Secretary of state dismisses complaint over Polis’ investment
Author: Joey Bunch - October 19, 2018 - Updated: October 19, 2018
The Secretary of State’s Office on Friday dismissed a complaint that alleged Democratic gubernatorial candidate Jared Polis failed to disclose his investment in a health care company that benefited from Obamacare.
Republicans alleged the company he co-founded, BridgeHealth Medical Inc., traded in medical tourism for Americans getting health care less expensively in other countries.
Colorado Politics was the first to tell you last week that former Republican Secretary of State Scott Gessler filed the complaint on behalf of Kristina Cook, a conservative radio personality and official with Denver County Republican Party.

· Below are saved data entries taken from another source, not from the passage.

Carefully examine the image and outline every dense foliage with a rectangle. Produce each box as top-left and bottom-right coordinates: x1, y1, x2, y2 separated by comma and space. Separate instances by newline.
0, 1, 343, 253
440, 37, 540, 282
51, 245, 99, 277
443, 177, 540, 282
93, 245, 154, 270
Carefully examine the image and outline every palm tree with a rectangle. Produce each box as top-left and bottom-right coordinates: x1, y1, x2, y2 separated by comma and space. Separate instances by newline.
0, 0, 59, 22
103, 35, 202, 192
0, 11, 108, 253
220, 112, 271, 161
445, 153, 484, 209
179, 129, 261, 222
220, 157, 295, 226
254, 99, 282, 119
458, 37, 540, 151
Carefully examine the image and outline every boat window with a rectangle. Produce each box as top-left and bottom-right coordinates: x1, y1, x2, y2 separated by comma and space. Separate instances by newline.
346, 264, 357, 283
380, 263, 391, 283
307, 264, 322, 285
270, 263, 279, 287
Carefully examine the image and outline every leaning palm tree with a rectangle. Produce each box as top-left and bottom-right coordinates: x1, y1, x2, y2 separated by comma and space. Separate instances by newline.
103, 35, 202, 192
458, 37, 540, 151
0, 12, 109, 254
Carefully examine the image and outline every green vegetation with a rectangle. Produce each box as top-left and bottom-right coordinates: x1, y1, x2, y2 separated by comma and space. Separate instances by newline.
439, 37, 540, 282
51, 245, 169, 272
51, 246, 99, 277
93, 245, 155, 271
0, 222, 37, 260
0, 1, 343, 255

“The complainant fails to allege a violation of Colorado campaign finance law,” the ruling states. “The complainant alleges that Respondent failed to disclose certain financial interests on his PFD, which he filed with the Secretary of State on June 20, 2017 …. Respondent timely filed his PFD on June 20, 2017, within ten days of filing his candidate affidavit for governor on June 12, 2017.”

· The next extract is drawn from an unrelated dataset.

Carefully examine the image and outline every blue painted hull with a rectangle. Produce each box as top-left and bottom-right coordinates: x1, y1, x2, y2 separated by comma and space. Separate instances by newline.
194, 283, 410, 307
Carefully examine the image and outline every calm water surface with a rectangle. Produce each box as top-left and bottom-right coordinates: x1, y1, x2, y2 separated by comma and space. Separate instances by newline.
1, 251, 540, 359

Because the complaint didn’t cite a violation of state, the Secretary of State’s Office did not dig into other issues, including whether Polis used his position as a member of Congress to help BridgeHealth by helping pass the Affordable Care Act.

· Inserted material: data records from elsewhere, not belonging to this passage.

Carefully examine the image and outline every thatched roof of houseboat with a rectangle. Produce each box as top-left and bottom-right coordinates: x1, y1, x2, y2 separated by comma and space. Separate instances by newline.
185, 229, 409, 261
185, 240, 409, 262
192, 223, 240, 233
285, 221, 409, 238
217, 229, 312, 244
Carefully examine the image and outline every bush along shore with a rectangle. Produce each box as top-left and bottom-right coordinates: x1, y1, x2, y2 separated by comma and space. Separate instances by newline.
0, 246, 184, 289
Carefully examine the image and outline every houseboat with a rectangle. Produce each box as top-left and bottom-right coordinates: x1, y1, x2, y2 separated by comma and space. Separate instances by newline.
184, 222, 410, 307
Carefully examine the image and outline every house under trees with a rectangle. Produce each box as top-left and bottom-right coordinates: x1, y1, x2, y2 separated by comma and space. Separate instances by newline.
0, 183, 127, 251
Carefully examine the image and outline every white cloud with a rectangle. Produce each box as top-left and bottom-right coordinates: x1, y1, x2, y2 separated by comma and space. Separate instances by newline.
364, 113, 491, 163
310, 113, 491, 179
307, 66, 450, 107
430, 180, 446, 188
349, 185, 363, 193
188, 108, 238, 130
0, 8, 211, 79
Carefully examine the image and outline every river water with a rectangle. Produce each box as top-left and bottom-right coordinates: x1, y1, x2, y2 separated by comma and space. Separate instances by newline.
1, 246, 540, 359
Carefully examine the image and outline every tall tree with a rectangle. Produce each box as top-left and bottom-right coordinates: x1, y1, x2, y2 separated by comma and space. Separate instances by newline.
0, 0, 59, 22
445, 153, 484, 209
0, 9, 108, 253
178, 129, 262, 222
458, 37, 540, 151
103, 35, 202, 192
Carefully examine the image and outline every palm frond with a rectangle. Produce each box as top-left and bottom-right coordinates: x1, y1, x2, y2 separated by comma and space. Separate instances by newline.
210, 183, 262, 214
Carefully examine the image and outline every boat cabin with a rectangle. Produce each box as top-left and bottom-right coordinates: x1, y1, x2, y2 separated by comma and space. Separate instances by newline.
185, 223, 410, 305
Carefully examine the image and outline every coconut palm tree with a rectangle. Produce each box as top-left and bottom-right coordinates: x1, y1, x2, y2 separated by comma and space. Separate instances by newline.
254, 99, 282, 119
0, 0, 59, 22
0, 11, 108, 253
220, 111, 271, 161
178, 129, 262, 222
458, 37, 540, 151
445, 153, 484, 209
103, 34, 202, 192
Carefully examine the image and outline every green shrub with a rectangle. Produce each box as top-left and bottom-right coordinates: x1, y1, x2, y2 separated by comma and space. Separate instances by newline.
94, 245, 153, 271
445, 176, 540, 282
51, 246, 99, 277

Polis disclosed the investment in congressional disclosure forms.
Democratic operatives also have previously argued to Colorado Politics that the Affordable Care Act did nothing to help or hurt medical tourism. Last year the medical industry predicted medical tourism would soar if Republicans repealed Obamacare.
The Polis campaign declined to comment Friday morning.
“I think what the secretary of state just said is as long as he files it on time, then it’s OK to lie,” Cook told Colorado Politics after the ruling came out.
The secretary of state is Wayne Williams, a Republican up for re-election on Nov. 6. Williams succeeded Gessler in 2014, when Gessler ran for governor instead of seeking a second term. Gessler, before and after holding office, is an elections lawyer.
Gessler said he would not criticize his predecessor or former staff, but “I think it’s a very cramped and unworkable interpretation of the statute.”